Yosemite v3.5 is itself a sled which fits into a 40U chassis, and 3 sleds can be fit into a chassis. See here for an example.

In this generation, the BMC is an AST2600 and each BIC is an AST1030. The BMC runs OpenBMC, and the BIC runs OpenBIC.

Firmware images can be retrieved from the Github releases or built from the source code, see the README’s for instructions on that. This image uses the “fby35” machine recipe from OpenBMC, and the “yv35-cl” target from OpenBIC. Some reference images can also be found here:

$ wget https://github.com/facebook/openbmc/releases/download/openbmc-e2294ff5d31d/fby35.mtd
$ wget https://github.com/peterdelevoryas/OpenBIC/releases/download/oby35-cl-2022.13.01/Y35BCL.elf

Since this machine has multiple SoC’s, each with their own serial console, the recommended way to run it is to allocate a pseudoterminal for each serial console and let the monitor use stdio. Also, starting in a paused state is useful because it allows you to attach to the pseudoterminals before the boot process starts.

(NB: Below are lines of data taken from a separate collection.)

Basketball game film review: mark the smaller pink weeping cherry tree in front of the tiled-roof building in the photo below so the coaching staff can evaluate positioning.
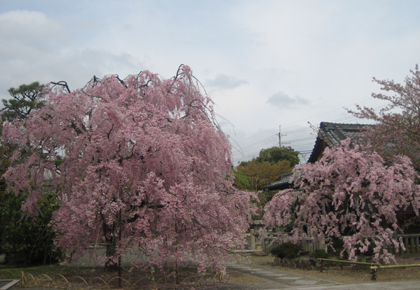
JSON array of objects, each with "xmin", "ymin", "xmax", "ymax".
[{"xmin": 264, "ymin": 139, "xmax": 420, "ymax": 262}]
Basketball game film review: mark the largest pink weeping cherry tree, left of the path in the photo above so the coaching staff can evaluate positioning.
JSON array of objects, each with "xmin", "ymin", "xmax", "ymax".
[{"xmin": 2, "ymin": 66, "xmax": 251, "ymax": 271}]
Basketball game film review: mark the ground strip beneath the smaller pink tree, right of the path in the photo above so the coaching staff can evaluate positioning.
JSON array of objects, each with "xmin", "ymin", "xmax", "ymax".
[{"xmin": 251, "ymin": 254, "xmax": 420, "ymax": 284}]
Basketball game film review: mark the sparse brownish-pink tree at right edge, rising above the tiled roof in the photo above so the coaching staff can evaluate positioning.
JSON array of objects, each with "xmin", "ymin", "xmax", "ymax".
[{"xmin": 349, "ymin": 65, "xmax": 420, "ymax": 171}]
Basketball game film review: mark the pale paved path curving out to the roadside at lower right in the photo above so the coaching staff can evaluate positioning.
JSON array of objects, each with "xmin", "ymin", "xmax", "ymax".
[{"xmin": 225, "ymin": 264, "xmax": 420, "ymax": 290}]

$ qemu-system-arm -machine fby35 \
    -drive file=fby35.mtd,format=raw,if=mtd \
    -device loader,file=Y35BCL.elf,addr=0,cpu-num=2 \
    -serial pty -serial pty -serial mon:stdio \
    -display none -S
$ screen /dev/tty0 # In a separate TMUX pane, terminal window, etc.
$ screen /dev/tty1
$ (qemu) c             # Start the boot process once screen is setup.